Page MenuHomePhabricator

WP Zero workarounds for eqsin
Closed, ResolvedPublic

Description

Problem:

  • There is currently a set of problematic Zero carriers for eqsin which are defined by:
    • Being a Zero carrier with an active countract
    • Being located in one of the countries on eqsin's target country list
    • WMF not yet receiving any confirmation from the carrier that they've updated their IP whitelist for the new eqsin IPs
  • If we ignore the case of these problematic carriers and simply turn up eqsin service broadly over all of the Asia/Oceania regions without regard for them, users of these carriers might expect Zero-rated traffic to WMF, and even get a banner injected by WMF indicating the traffic is Zero-rated, but then be charged for the traffic by the carrier.

Background Info for various terms used above and below:

  • The IP Whitelist: Part of the functional requirements for Zero working at all is that partner mobile carriers configure (in their own infrastructure) a whitelist of public IPs the WMF provides service over. The carrier zero-rates (does not charge for) traffic based on matching the destination IPs of their clients' traffic against this whitelist. Adding a new edge site like eqsin means adding some new IPs to the whitelist from our perspective, but partner carriers can be very slow to react and acknowledge that they've updated such lists on their own end, and we'll break zero-rating for the affected users if we send their users to new IPs before the carrier has updated.
  • The Carrier Network Lists: Each carrier also provides to the WMF a list of the source IPs (or whole networks) their clients' traffic will use when talking to our servers. The functional purpose of these lists in our own (WMF) infrastructure is to tell our software when it should inject the carrier-specific Zero banners at the top of the page output, informing the user that the data is free courtesy of the agreement with their carrier.
  • EQSIN Target List: This is the initial list of target countries for the eqsin turn-up from T189252. This list is based on rough estimations done months ago of the countries that could potentially see benefits. In the long term, we'll of course make these routing decisions on latency alone and may find other cases outside the initial set. During the initial turn-up process, we may also opt to not route some of the target countries to eqsin based on performance. However, the critical bit here is that during the initial turn-up process, we're specifically limiting ourselves to not go outside the pre-determined target list here, so that we don't have to go back and re-evaluate Zero-related concerns from scratch in the middle of the process.
  • GeoDNS Routing: We target the countries above for eqsin usage via GeoDNS. GeoDNS is relatively-imprecise, but usually fairly reliable at the per-country level. In many common cases where client DNS caches lack a functioning implementation of edns-client-subnet, we end up matching on the client DNS cache's exit IP, which can be from a completely different network than the client's HTTPS traffic source IPs.
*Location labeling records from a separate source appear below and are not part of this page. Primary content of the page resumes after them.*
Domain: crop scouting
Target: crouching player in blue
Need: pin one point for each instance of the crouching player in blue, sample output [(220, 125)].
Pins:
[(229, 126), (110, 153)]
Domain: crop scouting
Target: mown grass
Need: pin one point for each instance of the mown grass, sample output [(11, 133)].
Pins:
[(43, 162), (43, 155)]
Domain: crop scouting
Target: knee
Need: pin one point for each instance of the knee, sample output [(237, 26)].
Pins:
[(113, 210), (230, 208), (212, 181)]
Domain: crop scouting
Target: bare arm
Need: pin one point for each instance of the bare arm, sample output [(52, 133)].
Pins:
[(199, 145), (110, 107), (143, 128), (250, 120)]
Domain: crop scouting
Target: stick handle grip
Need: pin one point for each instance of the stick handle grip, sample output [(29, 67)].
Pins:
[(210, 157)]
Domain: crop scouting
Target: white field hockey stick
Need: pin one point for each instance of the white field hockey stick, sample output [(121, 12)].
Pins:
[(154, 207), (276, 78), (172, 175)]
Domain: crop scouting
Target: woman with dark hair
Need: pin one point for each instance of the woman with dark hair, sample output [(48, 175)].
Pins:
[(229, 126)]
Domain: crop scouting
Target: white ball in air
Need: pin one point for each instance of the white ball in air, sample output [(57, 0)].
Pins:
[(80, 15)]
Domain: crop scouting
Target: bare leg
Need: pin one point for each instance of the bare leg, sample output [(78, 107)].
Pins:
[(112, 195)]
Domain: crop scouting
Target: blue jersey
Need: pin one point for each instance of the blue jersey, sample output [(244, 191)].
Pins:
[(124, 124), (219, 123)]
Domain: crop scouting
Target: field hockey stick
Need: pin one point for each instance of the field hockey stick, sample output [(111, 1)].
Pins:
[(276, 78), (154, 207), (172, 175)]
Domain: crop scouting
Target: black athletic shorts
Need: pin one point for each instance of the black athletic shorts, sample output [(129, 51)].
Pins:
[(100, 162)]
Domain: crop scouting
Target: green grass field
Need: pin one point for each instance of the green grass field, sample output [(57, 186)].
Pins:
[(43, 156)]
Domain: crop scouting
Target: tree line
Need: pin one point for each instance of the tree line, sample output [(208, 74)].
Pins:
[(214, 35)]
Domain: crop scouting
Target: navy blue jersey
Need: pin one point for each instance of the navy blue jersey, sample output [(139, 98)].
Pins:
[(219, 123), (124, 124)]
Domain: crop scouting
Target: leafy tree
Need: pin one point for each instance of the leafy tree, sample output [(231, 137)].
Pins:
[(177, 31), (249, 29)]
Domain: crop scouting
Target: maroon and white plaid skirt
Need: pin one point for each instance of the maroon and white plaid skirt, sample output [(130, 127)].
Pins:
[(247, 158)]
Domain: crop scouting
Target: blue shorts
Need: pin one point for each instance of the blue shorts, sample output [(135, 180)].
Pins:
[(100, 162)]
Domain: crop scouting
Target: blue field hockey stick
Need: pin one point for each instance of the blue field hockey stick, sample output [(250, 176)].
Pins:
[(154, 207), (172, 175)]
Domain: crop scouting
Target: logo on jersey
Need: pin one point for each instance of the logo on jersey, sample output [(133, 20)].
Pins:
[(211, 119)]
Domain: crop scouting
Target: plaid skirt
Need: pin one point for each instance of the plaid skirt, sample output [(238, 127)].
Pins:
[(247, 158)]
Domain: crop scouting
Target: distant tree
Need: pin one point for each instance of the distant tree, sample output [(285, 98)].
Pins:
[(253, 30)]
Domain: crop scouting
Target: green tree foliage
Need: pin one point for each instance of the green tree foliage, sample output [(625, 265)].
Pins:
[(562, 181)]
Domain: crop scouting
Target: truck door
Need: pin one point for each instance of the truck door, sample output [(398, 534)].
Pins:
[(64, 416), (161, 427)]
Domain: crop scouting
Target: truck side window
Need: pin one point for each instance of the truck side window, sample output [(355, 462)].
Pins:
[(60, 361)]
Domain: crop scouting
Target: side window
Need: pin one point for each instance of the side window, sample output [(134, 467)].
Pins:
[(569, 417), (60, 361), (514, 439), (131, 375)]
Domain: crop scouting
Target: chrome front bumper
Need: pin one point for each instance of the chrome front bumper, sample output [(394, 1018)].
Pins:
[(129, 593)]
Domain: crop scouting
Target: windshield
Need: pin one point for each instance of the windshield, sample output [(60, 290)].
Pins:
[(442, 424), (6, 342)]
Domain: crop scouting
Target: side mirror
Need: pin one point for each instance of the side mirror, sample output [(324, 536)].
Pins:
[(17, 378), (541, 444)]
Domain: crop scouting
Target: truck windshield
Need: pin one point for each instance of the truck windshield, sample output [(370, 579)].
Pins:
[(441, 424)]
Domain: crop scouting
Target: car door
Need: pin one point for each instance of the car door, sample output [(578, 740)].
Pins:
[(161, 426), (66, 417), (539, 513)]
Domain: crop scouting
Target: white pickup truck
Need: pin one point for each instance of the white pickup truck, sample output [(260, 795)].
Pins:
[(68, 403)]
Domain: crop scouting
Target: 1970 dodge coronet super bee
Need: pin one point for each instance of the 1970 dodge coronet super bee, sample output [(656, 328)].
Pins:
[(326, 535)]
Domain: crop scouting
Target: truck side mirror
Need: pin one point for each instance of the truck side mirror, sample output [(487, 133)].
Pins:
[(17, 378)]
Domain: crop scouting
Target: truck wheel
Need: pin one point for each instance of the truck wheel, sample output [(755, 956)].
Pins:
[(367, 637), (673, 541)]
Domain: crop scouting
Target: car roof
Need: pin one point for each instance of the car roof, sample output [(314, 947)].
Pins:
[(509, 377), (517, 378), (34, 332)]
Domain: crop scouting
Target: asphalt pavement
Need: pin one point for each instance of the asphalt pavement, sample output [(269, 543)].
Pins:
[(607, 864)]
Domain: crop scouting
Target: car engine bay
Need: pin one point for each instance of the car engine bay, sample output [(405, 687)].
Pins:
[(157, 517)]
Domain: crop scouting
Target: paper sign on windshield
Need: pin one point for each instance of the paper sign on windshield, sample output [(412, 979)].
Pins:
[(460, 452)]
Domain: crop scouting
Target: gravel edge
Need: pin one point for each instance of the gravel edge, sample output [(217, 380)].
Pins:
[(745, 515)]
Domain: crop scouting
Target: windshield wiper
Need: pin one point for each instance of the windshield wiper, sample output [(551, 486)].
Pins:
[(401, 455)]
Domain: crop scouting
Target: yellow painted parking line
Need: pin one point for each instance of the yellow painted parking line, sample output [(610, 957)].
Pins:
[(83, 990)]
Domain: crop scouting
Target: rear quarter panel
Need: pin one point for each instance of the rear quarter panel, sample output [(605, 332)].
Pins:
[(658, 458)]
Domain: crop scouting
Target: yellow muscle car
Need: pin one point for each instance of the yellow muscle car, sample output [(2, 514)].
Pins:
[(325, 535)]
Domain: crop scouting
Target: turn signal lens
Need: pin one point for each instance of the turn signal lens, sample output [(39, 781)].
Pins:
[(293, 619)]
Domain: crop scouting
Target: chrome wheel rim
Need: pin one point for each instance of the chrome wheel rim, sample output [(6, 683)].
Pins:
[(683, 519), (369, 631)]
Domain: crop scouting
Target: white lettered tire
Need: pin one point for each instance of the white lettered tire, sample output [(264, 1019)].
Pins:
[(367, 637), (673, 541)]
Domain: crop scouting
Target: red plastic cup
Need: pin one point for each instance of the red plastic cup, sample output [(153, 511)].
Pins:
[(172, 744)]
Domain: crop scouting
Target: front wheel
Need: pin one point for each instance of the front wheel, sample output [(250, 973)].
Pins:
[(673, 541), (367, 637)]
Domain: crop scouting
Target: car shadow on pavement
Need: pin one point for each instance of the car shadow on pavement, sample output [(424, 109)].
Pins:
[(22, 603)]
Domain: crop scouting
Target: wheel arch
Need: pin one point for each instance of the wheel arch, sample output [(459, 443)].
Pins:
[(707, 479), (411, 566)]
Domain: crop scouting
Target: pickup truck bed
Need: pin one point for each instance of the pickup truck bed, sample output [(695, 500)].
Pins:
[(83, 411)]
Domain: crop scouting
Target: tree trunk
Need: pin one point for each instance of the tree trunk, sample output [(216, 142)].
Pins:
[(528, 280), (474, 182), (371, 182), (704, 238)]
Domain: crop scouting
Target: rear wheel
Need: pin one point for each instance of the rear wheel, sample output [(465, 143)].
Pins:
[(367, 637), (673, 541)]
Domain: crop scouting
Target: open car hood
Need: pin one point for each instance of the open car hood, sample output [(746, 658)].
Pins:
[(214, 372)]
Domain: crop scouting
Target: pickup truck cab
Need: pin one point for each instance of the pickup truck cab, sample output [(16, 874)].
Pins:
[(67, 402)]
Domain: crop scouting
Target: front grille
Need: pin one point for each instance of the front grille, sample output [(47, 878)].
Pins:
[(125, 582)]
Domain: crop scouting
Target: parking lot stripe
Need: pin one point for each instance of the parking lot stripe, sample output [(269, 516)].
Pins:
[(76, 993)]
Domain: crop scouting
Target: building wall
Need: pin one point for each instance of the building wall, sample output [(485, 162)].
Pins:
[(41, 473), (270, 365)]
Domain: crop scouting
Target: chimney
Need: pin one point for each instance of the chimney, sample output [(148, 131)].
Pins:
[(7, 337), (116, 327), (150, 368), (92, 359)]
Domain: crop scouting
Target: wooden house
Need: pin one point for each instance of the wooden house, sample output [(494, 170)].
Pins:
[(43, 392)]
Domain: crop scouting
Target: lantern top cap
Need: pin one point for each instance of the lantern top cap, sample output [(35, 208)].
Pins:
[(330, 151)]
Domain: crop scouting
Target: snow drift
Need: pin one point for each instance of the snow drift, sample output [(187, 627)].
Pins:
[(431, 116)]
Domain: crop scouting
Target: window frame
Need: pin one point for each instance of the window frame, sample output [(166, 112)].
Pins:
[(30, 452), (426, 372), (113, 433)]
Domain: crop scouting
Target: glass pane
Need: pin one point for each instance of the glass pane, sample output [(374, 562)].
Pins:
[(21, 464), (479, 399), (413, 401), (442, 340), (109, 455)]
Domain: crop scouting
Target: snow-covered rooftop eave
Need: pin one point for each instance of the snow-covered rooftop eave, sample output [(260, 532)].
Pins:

Because of this discrepancy/inaccuracy, it's not useful/accurate to use the carrier-provided network lists above directly in our GeoDNS configuration to keep certain carriers from routing to eqsin.

Solution:

  1. We'll maintain a list of the problematic carriers and their containing countries here in this ticket. At this point the list can only possibly shrink, not grow. It will shrink as carriers' contracts expire or they update their whitelists. We anticipate that the list will become empty over the course of a hopefully-short period of months from now.
  2. So long as a country remains on this list, even though it's in the overall intended target list for eqsin, we won't actually turn-up eqsin service for that country. This will unfortunately delay eqsin benefits for the entire target country, but it's necessitated by the other constraints here. This is deemed to be a sufficient level of effort to prevent most of the possible problems. We'll mark the affected countries directly with commentary in our GeoDNS configuration to ensure there's no mistakes when doing other related work.
  3. As a fail-safe for the above, we'll add some VCL code to our frontend Varnishes that implements something like the pseudo-code below in order to ensure that if GeoDNS fails us above and a user from a problematic carrier's customers end up using eqsin, we don't show the user a Zero-rated banner at the top of the page:
foreach client_request:
    if wmf_site == eqsin:
        if carrier_lookup(client_request) in set_of_problematic_carriers:
            suppress_carrier_lookup(); // which disables the Zero banner injection

Problematic Country+Carrier List:
(to be updated here as conditions change!)

CCCountryCarrier MCC-MNC
THThailand520-18
MMMyanmar414-06
TLEast Timor514-02
FJFiji542-02
NRNauru542-02
VUVanuatu541-05
TOTonga539-88

TODO:

  • Mark these countries in GeoDNS config commentary
  • Initial implementation of VCL logic for carrier banner suppression
  • Maintain GeoDNS commentary and VCL carrier set until list size reaches zero and this ticket can be closed

Event Timeline

BBlack triaged this task as Medium priority.Mar 8 2018, 9:31 PM
BBlack created this task.
BBlack updated the task description. (Show Details)Mar 9 2018, 2:58 PM
BBlack added a subscriber: DFoy.
BBlack moved this task from Triage to Asia Cache DC on the Traffic board.Mar 12 2018, 4:26 PM

Change 421088 had a related patch set uploaded (by BBlack; owner: BBlack):
[operations/puppet@production] eqsin+zero fallback

https://gerrit.wikimedia.org/r/421088

Change 421089 had a related patch set uploaded (by BBlack; owner: BBlack):
[operations/dns@master] geo-maps: mark eqsin+zero issues, split out OC

https://gerrit.wikimedia.org/r/421089

Change 421089 merged by BBlack:
[operations/dns@master] geo-maps: mark eqsin+zero issues, split out OC

https://gerrit.wikimedia.org/r/421089

Change 421088 merged by BBlack:
[operations/puppet@production] eqsin+zero fallback

https://gerrit.wikimedia.org/r/421088

Change 446992 had a related patch set uploaded (by BBlack; owner: BBlack):
[operations/puppet@production] Revert "eqsin+zero fallback"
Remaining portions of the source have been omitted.